The contribution model is equally pragmatic. Rather than complex pull request workflows, APTnotes accepts submissions via Twitter hashtags (#aptnotes), GitHub issues with a structured template, or direct contact. The issue template removes guesswork—contributors provide the report URL, vendor, title, and date. For HTML-only reports, the project recommends converting to PDF using tools like Print Friendly, ensuring consistent format across the archive. This low-friction contribution model has sustained the project for over a decade, with a growing list of contributors maintaining the corpus.
The data is known to power downstream projects like ThreatMiner, demonstrating its value as foundational infrastructure. ThreatMiner consumes the APTnotes metadata to provide searchable access to reports alongside IOCs and malware samples, showing how structured metadata transforms a static archive into a queryable intelligence platform.
Gotcha
APTnotes has architectural limitations that reflect its community-driven origins. The most significant: dependency on Box for storage. While this solved the GitHub size constraints, it creates a single point of failure. If Box discontinues their sponsorship or changes access policies, the entire corpus could become inaccessible. There’s no mention of redundant mirrors or alternative distribution—your access depends on Box’s infrastructure and APTnotes’ continued relationship with them.

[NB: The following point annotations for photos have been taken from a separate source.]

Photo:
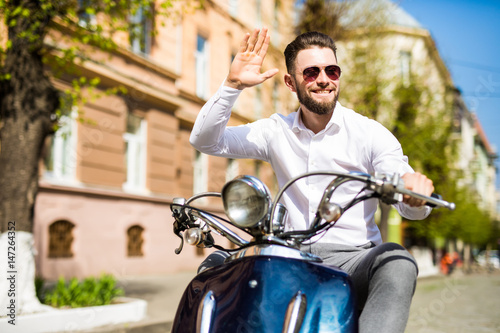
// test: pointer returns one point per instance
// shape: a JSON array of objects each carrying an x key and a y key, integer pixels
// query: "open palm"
[{"x": 246, "y": 67}]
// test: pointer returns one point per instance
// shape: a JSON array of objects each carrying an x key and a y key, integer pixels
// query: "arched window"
[
  {"x": 60, "y": 239},
  {"x": 135, "y": 241}
]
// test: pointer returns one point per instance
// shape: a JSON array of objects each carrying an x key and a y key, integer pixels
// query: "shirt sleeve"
[
  {"x": 388, "y": 158},
  {"x": 210, "y": 134}
]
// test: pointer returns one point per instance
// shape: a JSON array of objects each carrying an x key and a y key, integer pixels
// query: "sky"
[{"x": 467, "y": 35}]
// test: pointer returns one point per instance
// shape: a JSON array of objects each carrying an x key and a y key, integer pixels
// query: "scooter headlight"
[{"x": 246, "y": 201}]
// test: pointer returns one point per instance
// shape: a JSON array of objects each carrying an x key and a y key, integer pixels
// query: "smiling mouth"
[{"x": 322, "y": 92}]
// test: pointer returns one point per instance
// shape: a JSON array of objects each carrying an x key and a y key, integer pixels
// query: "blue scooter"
[{"x": 267, "y": 284}]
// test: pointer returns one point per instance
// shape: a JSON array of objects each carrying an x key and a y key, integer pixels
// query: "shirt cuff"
[{"x": 228, "y": 94}]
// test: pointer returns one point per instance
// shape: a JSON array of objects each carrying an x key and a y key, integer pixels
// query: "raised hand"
[{"x": 246, "y": 67}]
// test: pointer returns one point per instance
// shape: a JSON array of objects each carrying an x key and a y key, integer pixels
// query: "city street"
[{"x": 458, "y": 304}]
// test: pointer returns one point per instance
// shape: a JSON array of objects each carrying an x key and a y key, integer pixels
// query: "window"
[
  {"x": 135, "y": 241},
  {"x": 232, "y": 169},
  {"x": 201, "y": 63},
  {"x": 60, "y": 161},
  {"x": 276, "y": 23},
  {"x": 200, "y": 179},
  {"x": 276, "y": 97},
  {"x": 60, "y": 239},
  {"x": 140, "y": 31},
  {"x": 405, "y": 60},
  {"x": 135, "y": 153}
]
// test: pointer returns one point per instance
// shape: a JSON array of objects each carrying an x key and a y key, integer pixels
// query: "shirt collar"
[{"x": 335, "y": 120}]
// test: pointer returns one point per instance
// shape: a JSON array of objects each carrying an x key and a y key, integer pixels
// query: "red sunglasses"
[{"x": 311, "y": 73}]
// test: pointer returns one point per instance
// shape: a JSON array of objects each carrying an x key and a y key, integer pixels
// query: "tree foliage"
[
  {"x": 60, "y": 36},
  {"x": 406, "y": 108}
]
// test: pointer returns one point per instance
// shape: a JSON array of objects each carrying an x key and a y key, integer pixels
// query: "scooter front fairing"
[{"x": 268, "y": 294}]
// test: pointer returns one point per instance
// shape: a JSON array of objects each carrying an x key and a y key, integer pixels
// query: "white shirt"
[{"x": 350, "y": 142}]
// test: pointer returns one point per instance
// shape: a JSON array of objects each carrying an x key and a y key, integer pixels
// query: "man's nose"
[{"x": 322, "y": 77}]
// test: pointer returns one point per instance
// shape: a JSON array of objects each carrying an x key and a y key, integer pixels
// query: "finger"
[
  {"x": 270, "y": 73},
  {"x": 260, "y": 40},
  {"x": 244, "y": 43},
  {"x": 252, "y": 40},
  {"x": 265, "y": 45}
]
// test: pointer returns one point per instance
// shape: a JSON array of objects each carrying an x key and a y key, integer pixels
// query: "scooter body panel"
[{"x": 268, "y": 294}]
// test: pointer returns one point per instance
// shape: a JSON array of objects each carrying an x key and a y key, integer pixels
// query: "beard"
[{"x": 320, "y": 108}]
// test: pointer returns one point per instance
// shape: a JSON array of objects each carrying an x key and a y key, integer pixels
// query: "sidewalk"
[{"x": 162, "y": 293}]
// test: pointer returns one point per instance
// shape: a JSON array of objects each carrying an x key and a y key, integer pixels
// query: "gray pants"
[{"x": 384, "y": 279}]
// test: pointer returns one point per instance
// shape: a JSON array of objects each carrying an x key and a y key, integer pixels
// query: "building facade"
[{"x": 107, "y": 180}]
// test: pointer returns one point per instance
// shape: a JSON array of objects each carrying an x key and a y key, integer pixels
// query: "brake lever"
[{"x": 177, "y": 232}]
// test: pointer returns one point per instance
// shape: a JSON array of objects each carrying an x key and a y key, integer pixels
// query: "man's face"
[{"x": 320, "y": 95}]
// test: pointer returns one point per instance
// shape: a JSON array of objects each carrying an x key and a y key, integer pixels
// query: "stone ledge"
[{"x": 125, "y": 310}]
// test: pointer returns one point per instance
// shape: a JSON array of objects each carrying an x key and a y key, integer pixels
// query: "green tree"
[
  {"x": 56, "y": 37},
  {"x": 60, "y": 34}
]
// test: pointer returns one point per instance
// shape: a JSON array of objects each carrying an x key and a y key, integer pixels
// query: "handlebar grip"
[{"x": 436, "y": 196}]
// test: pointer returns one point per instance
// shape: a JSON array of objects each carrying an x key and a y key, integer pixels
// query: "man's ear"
[{"x": 290, "y": 82}]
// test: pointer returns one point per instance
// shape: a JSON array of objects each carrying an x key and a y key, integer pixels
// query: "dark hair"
[{"x": 305, "y": 41}]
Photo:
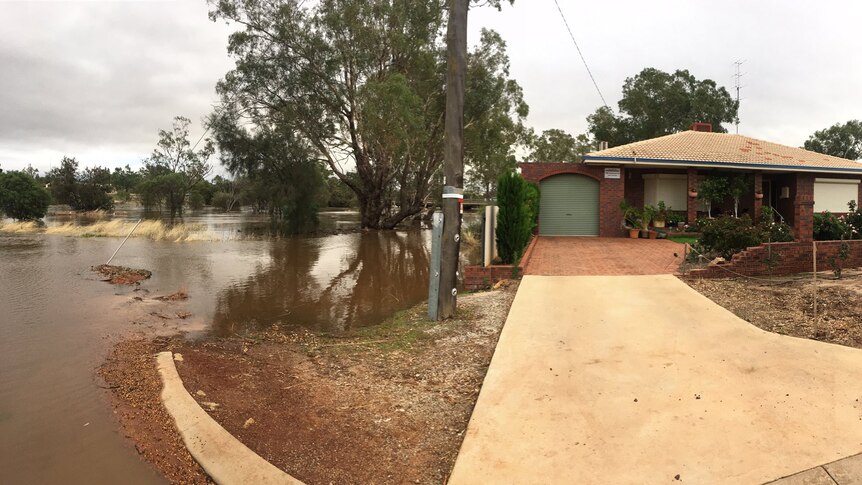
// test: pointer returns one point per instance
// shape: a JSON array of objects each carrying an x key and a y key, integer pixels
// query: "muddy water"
[{"x": 57, "y": 321}]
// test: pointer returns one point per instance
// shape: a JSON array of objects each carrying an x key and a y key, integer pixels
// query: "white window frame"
[
  {"x": 833, "y": 192},
  {"x": 672, "y": 188}
]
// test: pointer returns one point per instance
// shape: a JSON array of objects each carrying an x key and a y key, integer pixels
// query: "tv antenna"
[{"x": 737, "y": 78}]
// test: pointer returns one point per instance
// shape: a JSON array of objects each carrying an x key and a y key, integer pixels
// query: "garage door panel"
[{"x": 569, "y": 206}]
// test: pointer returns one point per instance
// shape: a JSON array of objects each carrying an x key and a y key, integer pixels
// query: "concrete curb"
[{"x": 225, "y": 459}]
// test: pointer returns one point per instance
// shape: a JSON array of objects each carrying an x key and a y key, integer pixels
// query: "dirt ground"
[
  {"x": 387, "y": 404},
  {"x": 786, "y": 305}
]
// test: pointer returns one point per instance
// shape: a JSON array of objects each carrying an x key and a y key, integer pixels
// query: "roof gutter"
[{"x": 664, "y": 162}]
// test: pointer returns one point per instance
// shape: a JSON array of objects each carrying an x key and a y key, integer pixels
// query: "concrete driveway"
[{"x": 640, "y": 379}]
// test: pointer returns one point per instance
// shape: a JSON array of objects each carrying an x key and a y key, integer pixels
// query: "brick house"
[{"x": 582, "y": 199}]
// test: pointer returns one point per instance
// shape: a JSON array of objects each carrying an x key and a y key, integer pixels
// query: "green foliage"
[
  {"x": 64, "y": 180},
  {"x": 21, "y": 197},
  {"x": 283, "y": 178},
  {"x": 84, "y": 191},
  {"x": 661, "y": 212},
  {"x": 838, "y": 140},
  {"x": 174, "y": 168},
  {"x": 772, "y": 231},
  {"x": 124, "y": 179},
  {"x": 339, "y": 194},
  {"x": 494, "y": 112},
  {"x": 361, "y": 80},
  {"x": 727, "y": 235},
  {"x": 656, "y": 103},
  {"x": 829, "y": 227},
  {"x": 514, "y": 219},
  {"x": 196, "y": 200},
  {"x": 92, "y": 190},
  {"x": 557, "y": 146},
  {"x": 854, "y": 220}
]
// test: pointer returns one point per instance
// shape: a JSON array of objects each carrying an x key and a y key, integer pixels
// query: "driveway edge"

The metadata is deliberately minimal. You get filename, title, source, date, and hash—nothing more. There’s no tagging by threat actor, malware family, industry vertical, or MITRE ATT&CK technique. If you need to find all reports about a specific group like APT28 or malware like TrickBot, you’re doing keyword searches through titles or downloading everything and building your own index. The project focuses on preservation, not enrichment. For structured threat intelligence with taxonomies and mappings, you’ll need to layer additional tooling on top or turn to alternatives like MITRE ATT&CK or STIX/TAXII repositories that prioritize structured data over document archival.
Verdict
Use APTnotes if you’re building threat intelligence platforms, conducting historical research on APT campaigns, need a comprehensive reference collection for security training, or want to analyze trends across vendors and years. It’s essential infrastructure for anyone who’s ever cursed a dead link in a two-year-old report citation. Use it if you value preservation over real-time feeds and can work with basic metadata to build your own analysis layer. Skip it if you need live threat feeds, structured IOCs ready for SIEM ingestion, or detailed taxonomies mapping reports to MITRE ATT&CK techniques—this is a historical archive with minimal enrichment. Skip it if you’re looking for technical malware analysis or sample repositories; APTnotes catalogs campaign reports, not binaries. For those use cases, look at Malpedia for malware samples or AlienVault OTX for real-time threat feeds with structured indicators.